"I feel like today it was a little bit of a disappointment," Thomas said. "But I've played pretty well and I scored pretty well for how poorly I played today. I didn't hit many good shots and didn't really putt very well. I just kind of scraped it around.
"But I made the cut in a tour event as an amateur. I'm just finishing so I'm still kind of down on myself but I'm sure as the day progresses I'll look at the positives and I'm just going to go and try to shoot low on the weekend."
The Greenbrier Classic isn't quite Thomas' first foray into the pro game. He played in the 2009 Wyndham Championship and made the cut, becoming the third-youngest player to do so on the PGA Tour.
Despite his success, Thomas said he isn't anywhere near ready to follow in Cantlay's footsteps as far as turning pro.
"Not really," Thomas said when asked if he'd given becoming a professional any thought. "I've got a lot of things I want to do as an amateur still before I can really think about that."

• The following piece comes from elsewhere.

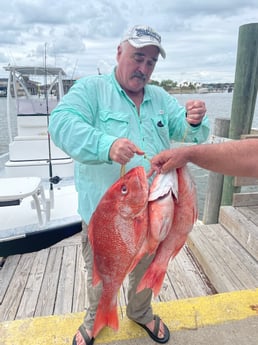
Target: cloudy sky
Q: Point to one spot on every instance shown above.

With the move to the pro ranks, Cantlay has to give up his exemption into the British Open to capitalize on a sponsor's exemption into three PGA Tour events. The reason is simple: Cantley is trying to finish in the top 125 in earnings to avoid having to go through the dreaded qualifying school.
But just like Thomas is comfortable with where he is, Cantlay insists he is happy and confident with his decision.
"I think it's totally up to your own personal situation and what you've got going on with your family and inside your head," Cantlay said. "I don't think it's right for anyone to speculate on what's right and wrong."
There is an outside chance the two could be paired up for the third round round. Regardless of how far Cantlay will ascend, he has had one eye behind him and on Thomas.
"Justin Thomas is a really good player," Cantlay said. "I hope he does well."